3 Key Takeaways for Effective Generative AI Implementation

3 Key Takeaways for Effective Generative AI Implementation
3 Key Takeaways for Effective Generative AI Implementation

Since the release of ChatGPT two short years ago, Generative AI has made remarkable strides, permeating everyday life, and becoming increasingly integral to a swathe of industries. These tools, which leverage ‘Large Language Models’ (LLMs) are particularly adept at  processing and generating natural language.  The development of ‘transformer architectures’ gave these products superpowers, allowing LLMs to perform far better than ever before. Despite its versatility, this technology is still in its infancy. 


In a recent webinar, Neota explored some recent developments in the AI space, considered some of the primary risks, and discussed strategies that you, and your organization can readily implement when experimenting with this technology to maintain safe and effective use. 


Generative AI Is Not A Magic Wand 


As history has proven with most new technologies, they rarely are all pros and no cons. Gen AI has proven that it is not a perfect technology or magical genie. Consider hallucinations – instances of the technology generating convincing but false information. If bias is present in training data, this will distort outputs, raising ethical questions about fairness and representation. Other risks, around the misuse of Gen AI, pose significant security risks, complicating the distinction between truth and plausibility. If overlooked, these risks could create harmful and costly mistakes, even impacting business reputation in some cases. Therefore, when considering use cases for Gen AI, we must remain risk-conscious, sensible and vigilant. 


Key Takeaways 


When considering the implementation and utilization of Generative AI, consider these 3 things to leverage the true value of this technology in a risk-conscious and responsible way: 

1. Problems First, Solutions Second 


It’s critical to approach Generative AI with the right mindset. 


Allegedly, a Black and Decker executive once uttered the (now famous) line: ‘we don’t sell drills, we sell holes’. What matters to someone facing a problem is the solution to that problem – how it is achieved is less important to them. 


Given the level of hype and marketing, it can be seductive to believe that AI can solve any business problem. But it’s a classic example of focussing on the drill, and not the hole. 


AI is not a solution to a business problem by default, no matter how powerful and impressive it is. Unless the problem is clearly defined and directly resolved, there is always a risk that you end up buying a power drill when a screwdriver would have done the trick.


We still don’t have a consensus on what the best use cases for AI are in a business context, so the thinking, planning and design stages are more important than ever. Only through thoughtful experimentation and solution design will great use cases for the technology slowly emerge.


So, key takeaway #1: It is almost always better to begin with the problem or challenge you are facing, before settling on solutions. 


To design and create a solution that works best for your business or team, it’s important to involve and communicate with all relevant people, such as those who will inevitably use this solution, and those the task currently touches. This thinking and designing process will ensure a ‘technology’ solution isn’t created just because it can be or one that doesn’t actually work for the problem you have. 

2. Understand the limitations


Whilst the technology is constantly evolving and developing at what seems, from the outside, to be a rapid pace, there is still a long road to maturity. It is not a tool which can replace a person; risks and weaknesses exist, which, depending on the use case, can be significant if something goes wrong. 

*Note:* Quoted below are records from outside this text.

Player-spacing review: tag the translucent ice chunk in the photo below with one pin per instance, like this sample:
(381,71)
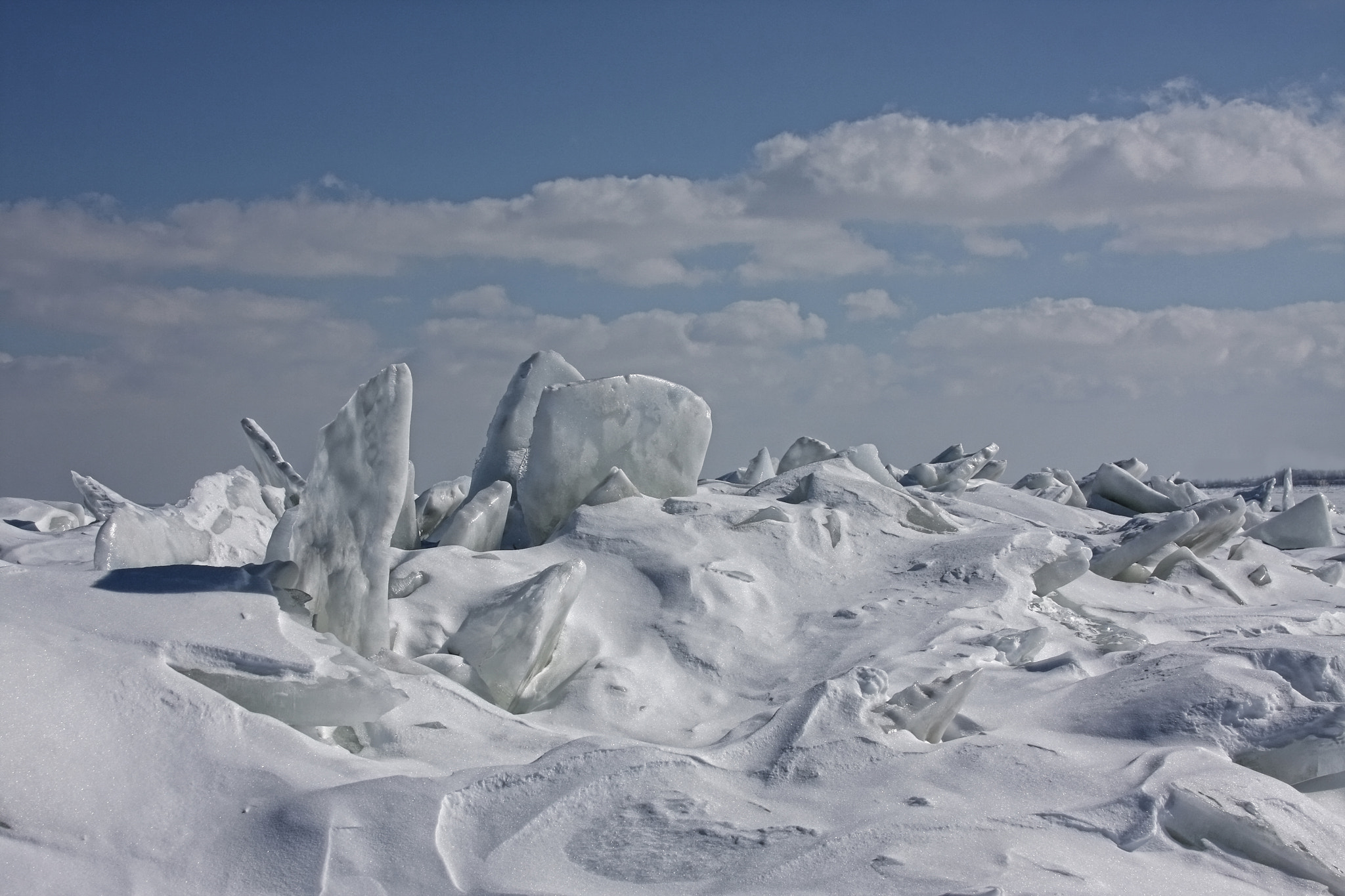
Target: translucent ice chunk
(927,710)
(97,498)
(136,536)
(803,452)
(505,456)
(225,522)
(1219,522)
(45,516)
(951,453)
(407,532)
(341,532)
(866,458)
(340,688)
(992,471)
(1061,571)
(509,643)
(272,468)
(657,431)
(439,501)
(1111,563)
(761,469)
(613,488)
(479,523)
(1116,485)
(1308,524)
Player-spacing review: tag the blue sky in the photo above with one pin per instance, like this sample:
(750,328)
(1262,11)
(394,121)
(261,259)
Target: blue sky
(221,209)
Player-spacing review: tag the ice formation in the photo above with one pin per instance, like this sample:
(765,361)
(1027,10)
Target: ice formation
(340,535)
(505,456)
(657,431)
(479,523)
(824,673)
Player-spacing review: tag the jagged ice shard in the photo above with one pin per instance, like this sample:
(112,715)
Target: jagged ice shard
(341,532)
(509,643)
(505,456)
(657,431)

Therefore, approach Gen AI as if it is an aid to augment your workflows, not a replacement. Rules-based systems, which use a predefined set of logical rules to determine decisions or actions, remain important. Combining the two will ensure the most risk-conscious output for you and your business. 


Additionally, human oversight is essential as part of the process, as the technology can hallucinate. With a human-in-the-loop approach, harmful or inappropriate outputs can be better detected. 

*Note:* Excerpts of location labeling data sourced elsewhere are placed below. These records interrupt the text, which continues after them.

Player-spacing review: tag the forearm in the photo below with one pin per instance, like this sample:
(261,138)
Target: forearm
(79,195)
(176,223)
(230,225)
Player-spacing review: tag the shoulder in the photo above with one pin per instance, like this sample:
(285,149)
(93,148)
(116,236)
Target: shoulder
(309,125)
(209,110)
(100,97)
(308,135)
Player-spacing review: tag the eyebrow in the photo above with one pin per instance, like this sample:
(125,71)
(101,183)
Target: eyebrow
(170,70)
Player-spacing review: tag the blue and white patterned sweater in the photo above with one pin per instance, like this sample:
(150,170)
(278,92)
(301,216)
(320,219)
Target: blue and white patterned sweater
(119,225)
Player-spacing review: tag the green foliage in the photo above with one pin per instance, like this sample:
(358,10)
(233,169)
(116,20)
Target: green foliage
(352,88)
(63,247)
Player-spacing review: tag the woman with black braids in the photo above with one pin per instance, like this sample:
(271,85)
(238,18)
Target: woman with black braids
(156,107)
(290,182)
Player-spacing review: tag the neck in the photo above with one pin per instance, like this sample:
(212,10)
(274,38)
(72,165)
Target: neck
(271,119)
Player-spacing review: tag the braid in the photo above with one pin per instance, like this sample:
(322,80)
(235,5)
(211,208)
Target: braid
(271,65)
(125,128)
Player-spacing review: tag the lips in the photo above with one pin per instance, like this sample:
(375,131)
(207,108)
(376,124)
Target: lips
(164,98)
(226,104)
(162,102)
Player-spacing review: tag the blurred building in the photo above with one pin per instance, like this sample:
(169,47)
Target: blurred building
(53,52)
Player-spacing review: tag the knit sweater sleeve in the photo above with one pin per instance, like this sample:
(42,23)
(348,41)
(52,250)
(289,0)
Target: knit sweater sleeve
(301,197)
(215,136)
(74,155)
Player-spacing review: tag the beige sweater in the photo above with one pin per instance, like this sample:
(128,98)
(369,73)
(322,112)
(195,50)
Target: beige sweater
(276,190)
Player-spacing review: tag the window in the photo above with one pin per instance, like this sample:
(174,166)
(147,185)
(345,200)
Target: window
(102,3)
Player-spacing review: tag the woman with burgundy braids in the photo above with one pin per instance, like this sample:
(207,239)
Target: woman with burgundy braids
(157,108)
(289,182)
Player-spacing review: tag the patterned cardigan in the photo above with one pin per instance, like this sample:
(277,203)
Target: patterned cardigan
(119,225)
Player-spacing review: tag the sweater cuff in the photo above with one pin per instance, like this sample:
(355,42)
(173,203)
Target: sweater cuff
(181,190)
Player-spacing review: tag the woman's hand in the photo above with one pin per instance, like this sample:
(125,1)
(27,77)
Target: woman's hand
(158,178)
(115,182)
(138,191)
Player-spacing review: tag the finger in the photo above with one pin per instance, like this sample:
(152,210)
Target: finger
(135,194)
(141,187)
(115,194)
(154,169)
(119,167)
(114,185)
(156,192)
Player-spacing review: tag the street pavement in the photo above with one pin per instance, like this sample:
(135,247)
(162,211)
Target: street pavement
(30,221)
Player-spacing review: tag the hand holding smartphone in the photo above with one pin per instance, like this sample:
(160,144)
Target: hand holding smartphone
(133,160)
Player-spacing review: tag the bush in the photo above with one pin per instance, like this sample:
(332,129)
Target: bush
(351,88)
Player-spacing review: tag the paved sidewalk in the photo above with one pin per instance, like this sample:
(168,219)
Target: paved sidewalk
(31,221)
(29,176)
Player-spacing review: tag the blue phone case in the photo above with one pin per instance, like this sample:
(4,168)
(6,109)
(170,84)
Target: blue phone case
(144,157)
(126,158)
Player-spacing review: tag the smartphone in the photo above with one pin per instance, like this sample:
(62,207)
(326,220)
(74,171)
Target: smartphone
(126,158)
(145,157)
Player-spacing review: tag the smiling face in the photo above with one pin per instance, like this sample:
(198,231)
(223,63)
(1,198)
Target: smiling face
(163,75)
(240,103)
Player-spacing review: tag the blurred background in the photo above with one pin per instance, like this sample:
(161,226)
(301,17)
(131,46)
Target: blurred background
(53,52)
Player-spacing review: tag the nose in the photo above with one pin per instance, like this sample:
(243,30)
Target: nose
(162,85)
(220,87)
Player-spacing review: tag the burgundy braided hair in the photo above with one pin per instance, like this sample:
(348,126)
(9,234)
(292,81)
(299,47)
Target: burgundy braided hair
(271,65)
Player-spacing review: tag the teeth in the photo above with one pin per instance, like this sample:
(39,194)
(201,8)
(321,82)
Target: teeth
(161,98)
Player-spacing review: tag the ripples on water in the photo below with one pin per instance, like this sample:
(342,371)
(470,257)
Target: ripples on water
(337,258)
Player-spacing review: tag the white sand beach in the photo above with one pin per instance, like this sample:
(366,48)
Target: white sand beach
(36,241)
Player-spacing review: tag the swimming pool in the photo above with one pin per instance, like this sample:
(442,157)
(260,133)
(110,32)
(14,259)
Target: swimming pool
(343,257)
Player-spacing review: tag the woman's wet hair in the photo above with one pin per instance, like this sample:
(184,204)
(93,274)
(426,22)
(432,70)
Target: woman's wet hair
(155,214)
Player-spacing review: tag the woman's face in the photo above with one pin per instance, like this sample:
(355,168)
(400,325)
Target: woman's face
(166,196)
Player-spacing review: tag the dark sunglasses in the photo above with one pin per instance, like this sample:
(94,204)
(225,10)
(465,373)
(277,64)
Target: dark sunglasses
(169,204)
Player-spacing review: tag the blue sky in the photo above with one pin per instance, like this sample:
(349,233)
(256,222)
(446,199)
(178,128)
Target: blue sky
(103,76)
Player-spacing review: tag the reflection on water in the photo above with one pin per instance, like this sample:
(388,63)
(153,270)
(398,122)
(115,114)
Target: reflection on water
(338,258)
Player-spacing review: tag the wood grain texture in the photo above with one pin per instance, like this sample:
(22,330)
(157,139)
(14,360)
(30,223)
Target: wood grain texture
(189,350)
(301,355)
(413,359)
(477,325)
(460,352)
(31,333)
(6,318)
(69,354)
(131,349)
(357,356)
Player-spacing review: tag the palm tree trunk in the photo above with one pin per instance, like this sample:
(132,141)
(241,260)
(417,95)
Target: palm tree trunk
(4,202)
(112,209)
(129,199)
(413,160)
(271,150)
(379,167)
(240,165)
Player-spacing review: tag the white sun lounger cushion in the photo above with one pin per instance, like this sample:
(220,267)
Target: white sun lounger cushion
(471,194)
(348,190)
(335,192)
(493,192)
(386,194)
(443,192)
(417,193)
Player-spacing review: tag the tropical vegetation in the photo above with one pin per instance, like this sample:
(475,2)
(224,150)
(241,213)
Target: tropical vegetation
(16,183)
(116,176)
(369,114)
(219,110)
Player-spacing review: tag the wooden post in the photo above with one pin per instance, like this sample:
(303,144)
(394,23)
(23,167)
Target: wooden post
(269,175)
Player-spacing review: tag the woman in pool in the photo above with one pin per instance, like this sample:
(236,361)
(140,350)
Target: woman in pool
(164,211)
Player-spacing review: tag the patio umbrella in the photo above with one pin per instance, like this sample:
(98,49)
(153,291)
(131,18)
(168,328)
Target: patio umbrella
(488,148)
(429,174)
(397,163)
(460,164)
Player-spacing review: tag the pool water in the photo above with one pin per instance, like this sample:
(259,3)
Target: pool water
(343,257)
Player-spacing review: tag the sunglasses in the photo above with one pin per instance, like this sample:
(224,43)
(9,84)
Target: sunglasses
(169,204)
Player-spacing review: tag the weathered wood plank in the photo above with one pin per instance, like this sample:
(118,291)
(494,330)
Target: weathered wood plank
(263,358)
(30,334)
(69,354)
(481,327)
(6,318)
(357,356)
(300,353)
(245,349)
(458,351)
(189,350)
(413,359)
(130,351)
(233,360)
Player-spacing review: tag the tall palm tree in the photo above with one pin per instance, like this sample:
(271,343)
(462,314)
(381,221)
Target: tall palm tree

However, no matter what guardrails your team puts in place, it is important to always re-evaluate, adjust, and even pivot your approach as needed. Gen AI will continue to evolve, and your use of AI should also be continually reviewed and evolve alongside to ensure persistent safe and effective use. 


So, key takeaway #2: consider what the system knows, not what it tells us it knows. Taking the tools for what they are will mitigate big errors or gaps as processes can be designed around what the tools are capable of.


3. Identifying Use Cases 


Using this technology is not appropriate for every solution – implementation means a sensible and strategic use case for you and your business. 

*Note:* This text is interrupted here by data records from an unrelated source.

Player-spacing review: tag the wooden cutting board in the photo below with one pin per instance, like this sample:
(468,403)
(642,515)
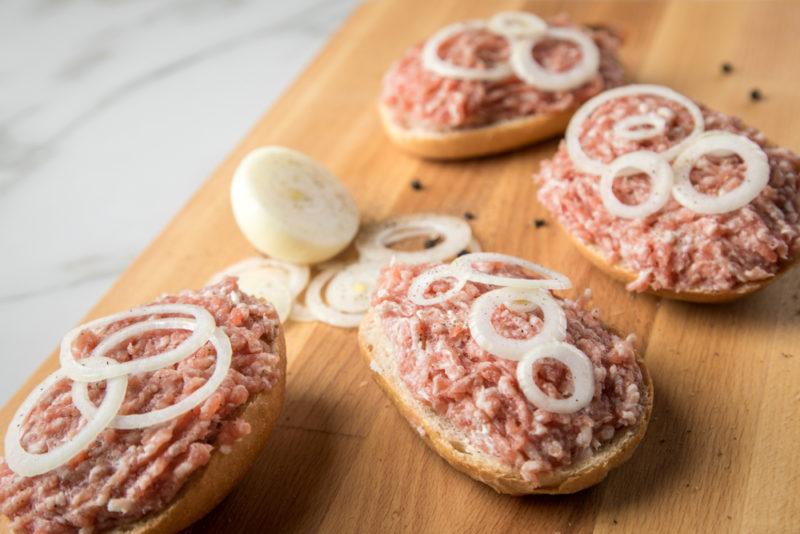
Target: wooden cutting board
(721,453)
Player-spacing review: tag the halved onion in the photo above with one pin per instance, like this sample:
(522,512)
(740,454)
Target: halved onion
(640,127)
(514,24)
(579,365)
(26,464)
(552,280)
(202,327)
(721,143)
(323,311)
(432,61)
(554,325)
(528,69)
(420,285)
(454,236)
(222,345)
(649,163)
(586,164)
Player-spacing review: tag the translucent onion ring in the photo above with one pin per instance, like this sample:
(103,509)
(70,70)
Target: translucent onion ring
(432,61)
(721,143)
(514,24)
(203,326)
(222,345)
(529,70)
(554,279)
(26,464)
(416,292)
(579,365)
(483,332)
(584,163)
(661,178)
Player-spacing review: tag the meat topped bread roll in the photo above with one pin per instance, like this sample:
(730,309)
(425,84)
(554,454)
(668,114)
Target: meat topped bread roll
(482,87)
(674,198)
(153,416)
(518,388)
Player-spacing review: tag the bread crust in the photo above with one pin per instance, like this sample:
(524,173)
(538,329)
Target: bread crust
(375,346)
(623,274)
(471,142)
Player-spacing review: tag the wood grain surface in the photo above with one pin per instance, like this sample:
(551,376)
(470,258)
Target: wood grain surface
(721,453)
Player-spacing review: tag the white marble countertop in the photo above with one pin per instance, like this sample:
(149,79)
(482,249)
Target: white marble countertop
(111,115)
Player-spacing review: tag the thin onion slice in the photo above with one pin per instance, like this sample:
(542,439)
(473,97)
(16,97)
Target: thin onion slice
(528,69)
(661,178)
(554,325)
(553,280)
(586,164)
(222,345)
(515,24)
(26,464)
(454,236)
(721,143)
(420,285)
(203,326)
(323,311)
(351,288)
(432,61)
(579,365)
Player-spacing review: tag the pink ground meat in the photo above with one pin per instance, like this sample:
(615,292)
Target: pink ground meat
(445,369)
(675,248)
(420,99)
(127,474)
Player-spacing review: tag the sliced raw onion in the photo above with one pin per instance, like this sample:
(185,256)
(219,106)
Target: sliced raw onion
(528,69)
(661,179)
(420,285)
(202,327)
(222,345)
(454,236)
(26,464)
(432,61)
(586,164)
(554,324)
(579,365)
(351,288)
(552,280)
(323,311)
(721,143)
(515,24)
(640,127)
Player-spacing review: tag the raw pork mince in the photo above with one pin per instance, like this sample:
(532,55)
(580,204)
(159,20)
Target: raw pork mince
(445,369)
(127,474)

Identifying suitable use cases for this technology involves understanding the unique capabilities and limitations of LLMs, and reviewing this as the technology continues to evolve. 


For example, Gen AI can automate repetitive tasks efficiently, which can lead to increased productivity and cost savings; however, its output may not always align perfectly with human or business expectations. Therefore, using this technology needs to be weighed against the potential risks for each use case, and how much is at stake when this happens. Whilst Gen AI can certainly augment processes, it is not a replacement for existing ones. 


So, key takeaway #3: when solving a problem, focus on the solution which best supports the overall needs/goals of your business or team. Gen AI and broader technology has to work for you, not the other way around. You may find implementing this technology is not the most effective or cost-efficient solution, and that’s why rules-based systems and traditional solutions must be factored in.